There are a few great educational CD roms that I would recommend and this is one of them, especially to help reinforce the learning of geography.
Carmen Sandiego herself is a globe-trotting thief, learning all she knows from her days as an ACME detective agency operative. (She's kinf of like a female James Bond should he ever deflect from Mi5 !! ) And it's up to you to track her down and bring her to justice using different crime-scenarios with which to investigate and solve. As I said, the book forcuses on geography and world cultures as the game pursues Carmen through Earth's major cities. This introduces you to the languages, customs, and landmarks of their peoples along the way. There are also other Carmen Sandiego games that focus on other subjects such as "Where in time is Carmen Sandiego" (history) "Carmen Sandiego Word detective" ( English ) and "Carmen Sandiego maths detective" (maths.)
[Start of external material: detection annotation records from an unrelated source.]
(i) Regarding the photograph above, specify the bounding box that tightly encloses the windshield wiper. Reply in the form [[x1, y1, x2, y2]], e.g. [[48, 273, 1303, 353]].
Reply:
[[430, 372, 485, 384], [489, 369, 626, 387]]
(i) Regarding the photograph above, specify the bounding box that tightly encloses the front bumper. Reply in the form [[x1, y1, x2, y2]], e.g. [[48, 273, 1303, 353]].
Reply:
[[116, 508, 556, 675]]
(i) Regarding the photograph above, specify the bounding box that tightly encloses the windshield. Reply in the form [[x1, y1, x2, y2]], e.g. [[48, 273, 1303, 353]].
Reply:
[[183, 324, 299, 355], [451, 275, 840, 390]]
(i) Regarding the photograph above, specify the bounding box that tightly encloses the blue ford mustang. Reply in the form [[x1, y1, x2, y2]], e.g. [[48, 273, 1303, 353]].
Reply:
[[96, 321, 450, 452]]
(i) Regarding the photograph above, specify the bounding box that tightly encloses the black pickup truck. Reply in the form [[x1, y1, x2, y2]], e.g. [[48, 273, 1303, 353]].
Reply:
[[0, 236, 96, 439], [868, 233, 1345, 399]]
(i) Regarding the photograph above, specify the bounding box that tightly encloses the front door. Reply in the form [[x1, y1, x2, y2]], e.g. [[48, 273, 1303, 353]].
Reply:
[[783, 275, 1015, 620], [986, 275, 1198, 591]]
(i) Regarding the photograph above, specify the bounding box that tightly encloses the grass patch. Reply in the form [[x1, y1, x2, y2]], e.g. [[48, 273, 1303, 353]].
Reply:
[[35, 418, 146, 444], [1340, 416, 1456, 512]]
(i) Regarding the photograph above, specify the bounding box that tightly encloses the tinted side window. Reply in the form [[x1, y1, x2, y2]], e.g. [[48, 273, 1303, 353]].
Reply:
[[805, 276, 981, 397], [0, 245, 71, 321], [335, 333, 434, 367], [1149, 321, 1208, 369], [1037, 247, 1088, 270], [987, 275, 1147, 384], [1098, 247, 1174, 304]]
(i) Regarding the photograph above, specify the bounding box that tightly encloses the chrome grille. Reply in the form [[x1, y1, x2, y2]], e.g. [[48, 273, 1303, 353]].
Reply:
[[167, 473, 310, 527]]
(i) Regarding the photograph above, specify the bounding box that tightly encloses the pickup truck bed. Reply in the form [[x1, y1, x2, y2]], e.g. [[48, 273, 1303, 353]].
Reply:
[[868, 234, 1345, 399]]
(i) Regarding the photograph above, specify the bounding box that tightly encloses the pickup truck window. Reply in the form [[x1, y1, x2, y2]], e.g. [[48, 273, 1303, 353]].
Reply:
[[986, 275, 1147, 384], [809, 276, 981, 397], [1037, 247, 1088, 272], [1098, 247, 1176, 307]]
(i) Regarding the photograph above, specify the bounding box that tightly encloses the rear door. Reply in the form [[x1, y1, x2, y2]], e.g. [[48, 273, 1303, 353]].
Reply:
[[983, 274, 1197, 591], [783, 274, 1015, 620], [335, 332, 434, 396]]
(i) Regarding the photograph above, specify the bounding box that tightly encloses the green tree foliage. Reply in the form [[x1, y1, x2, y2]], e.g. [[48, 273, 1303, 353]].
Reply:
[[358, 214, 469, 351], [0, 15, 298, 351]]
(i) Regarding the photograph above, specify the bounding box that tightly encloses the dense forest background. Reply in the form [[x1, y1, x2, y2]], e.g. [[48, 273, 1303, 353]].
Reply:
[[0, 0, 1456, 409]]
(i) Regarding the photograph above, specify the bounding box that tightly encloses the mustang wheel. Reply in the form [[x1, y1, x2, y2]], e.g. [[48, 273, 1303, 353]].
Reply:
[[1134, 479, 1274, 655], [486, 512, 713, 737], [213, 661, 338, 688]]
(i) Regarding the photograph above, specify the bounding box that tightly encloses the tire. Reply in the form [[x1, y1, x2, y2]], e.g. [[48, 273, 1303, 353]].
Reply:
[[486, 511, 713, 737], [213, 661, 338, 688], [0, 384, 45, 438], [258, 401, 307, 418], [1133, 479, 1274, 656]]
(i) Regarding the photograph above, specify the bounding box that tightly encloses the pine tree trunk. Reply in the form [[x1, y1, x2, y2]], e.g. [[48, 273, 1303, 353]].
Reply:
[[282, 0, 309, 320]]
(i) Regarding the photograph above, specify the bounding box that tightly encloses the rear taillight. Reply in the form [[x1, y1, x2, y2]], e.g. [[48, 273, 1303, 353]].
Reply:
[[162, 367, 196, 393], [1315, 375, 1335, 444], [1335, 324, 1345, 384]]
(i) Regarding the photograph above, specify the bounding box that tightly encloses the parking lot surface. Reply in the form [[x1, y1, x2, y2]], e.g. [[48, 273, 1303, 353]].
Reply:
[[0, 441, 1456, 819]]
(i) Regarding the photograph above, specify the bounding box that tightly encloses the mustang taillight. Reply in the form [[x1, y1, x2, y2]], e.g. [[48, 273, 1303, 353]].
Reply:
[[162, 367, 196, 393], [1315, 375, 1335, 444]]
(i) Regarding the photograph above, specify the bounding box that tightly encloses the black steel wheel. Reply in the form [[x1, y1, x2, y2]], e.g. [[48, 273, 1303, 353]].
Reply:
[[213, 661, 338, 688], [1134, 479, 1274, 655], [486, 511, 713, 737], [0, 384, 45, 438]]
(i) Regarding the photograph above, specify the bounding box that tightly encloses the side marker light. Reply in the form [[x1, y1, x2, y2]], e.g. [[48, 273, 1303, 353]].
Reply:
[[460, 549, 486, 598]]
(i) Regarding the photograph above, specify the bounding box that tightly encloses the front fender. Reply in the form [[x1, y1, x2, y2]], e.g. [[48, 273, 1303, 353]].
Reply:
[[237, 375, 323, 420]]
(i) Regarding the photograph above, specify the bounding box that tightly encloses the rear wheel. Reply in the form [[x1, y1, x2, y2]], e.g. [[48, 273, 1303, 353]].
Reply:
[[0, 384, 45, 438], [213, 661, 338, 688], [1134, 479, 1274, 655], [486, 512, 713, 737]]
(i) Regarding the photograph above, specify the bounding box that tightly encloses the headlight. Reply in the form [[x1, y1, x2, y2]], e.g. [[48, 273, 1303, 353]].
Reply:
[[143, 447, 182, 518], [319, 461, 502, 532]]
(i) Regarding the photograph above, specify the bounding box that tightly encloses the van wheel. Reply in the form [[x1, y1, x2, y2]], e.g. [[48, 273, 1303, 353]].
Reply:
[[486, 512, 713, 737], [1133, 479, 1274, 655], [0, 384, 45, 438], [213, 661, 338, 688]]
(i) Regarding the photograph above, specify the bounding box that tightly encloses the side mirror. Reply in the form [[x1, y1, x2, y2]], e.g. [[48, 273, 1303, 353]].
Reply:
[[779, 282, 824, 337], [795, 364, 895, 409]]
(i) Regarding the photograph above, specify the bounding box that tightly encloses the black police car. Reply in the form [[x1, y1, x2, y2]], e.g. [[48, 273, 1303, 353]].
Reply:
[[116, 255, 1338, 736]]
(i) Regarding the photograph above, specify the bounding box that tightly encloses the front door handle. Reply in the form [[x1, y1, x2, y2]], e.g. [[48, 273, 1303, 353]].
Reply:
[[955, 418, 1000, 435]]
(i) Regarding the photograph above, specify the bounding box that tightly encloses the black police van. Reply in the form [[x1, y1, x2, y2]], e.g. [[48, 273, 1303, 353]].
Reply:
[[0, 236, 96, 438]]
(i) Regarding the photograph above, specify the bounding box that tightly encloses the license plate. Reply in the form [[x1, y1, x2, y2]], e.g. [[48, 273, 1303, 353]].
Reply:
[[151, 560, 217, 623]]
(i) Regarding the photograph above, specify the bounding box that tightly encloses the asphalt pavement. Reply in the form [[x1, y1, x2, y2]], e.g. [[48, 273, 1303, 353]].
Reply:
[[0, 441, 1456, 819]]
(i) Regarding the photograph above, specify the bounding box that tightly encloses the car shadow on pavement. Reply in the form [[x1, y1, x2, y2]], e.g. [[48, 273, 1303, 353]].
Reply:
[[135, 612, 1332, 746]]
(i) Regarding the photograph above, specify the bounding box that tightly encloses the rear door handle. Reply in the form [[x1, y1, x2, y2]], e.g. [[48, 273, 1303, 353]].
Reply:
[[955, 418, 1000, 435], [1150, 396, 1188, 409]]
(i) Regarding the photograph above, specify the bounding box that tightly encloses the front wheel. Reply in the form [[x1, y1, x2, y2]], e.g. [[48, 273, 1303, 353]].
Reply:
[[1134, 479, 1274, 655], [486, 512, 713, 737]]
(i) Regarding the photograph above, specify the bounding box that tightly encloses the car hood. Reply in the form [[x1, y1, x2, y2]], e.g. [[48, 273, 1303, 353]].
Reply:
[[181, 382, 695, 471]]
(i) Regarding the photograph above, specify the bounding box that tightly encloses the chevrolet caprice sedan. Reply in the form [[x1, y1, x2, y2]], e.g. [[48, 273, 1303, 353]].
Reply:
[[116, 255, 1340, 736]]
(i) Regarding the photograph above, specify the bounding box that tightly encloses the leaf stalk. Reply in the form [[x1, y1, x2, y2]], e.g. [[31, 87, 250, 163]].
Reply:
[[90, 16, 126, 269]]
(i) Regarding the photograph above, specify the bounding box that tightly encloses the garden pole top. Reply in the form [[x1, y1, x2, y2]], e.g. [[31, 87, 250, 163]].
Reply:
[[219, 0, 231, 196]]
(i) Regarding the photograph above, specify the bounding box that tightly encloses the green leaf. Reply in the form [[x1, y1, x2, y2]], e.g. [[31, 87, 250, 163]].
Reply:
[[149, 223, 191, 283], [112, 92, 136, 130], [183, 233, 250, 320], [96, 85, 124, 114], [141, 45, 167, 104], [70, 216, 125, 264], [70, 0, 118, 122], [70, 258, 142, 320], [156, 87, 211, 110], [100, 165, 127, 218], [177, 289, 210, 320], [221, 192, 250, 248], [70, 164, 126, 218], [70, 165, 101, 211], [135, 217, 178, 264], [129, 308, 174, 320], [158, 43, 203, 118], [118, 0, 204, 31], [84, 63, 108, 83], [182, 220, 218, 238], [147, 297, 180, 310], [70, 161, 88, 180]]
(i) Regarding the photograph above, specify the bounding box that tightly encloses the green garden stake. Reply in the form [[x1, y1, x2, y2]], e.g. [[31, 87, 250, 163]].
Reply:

However, whilst you will find that although certain games 'target' different subjects in the main, they will also help children expand on other skills too. This particular game also helps master skills such as reading, deductive reasoning, logic, maps & symbols, combining information, memory and matching, problem solving and listening comprehension.
*Who is it for ? *
I would recommend this for 9 years and up in general, however, I would base that decision on what your child is capable of. However, the software programme was developed to support the UK and Scottish National Curriculum at keystage 2 & 3 level in general.
*Minimum system requirements*
With any game that has been reviewed I would ALWAYS check with your supplier about the minimum requirements for any software programme. That is because you will find that some games are updated from time and time to work with more powerful operating systems which will require higher specifications from their PC/Mac.
However, the version that I won, is for Windows 95/98. Should people who run their PC on a newer version of Windows have problems with running this software, I would always recommend running the programme in an older version on Windows. To do this you simply 'right click' on the desktop icon and click on 'properties'. Then click on 'compatibility' and chose a Windows platform with which you would like to use to play the software in. You can also change the display settings should your game require it so.
For the version that requires Windows 95 or 98 these are the minmum specifications.
66MHz 486DX or faster
8 MB RAM required, 16MB RAM recommended.
Minimum of 5MB Hard Disk Space
2 x CD rom drive or faster
SVGA video card : 640x480 display, 256 colours; High colour supported on Pentium with Direct X
Video and sound card compatible with Direct X for Windows 95/98
For a Macintosh on this version, the minimum specifications are :
Power PC required
system 7.1.2 or higher
9.5 MB free
Minimum 5MB hard disk space
2 x CD ROM drive or faster
Monitor : 13 inch or larger, 256 colours.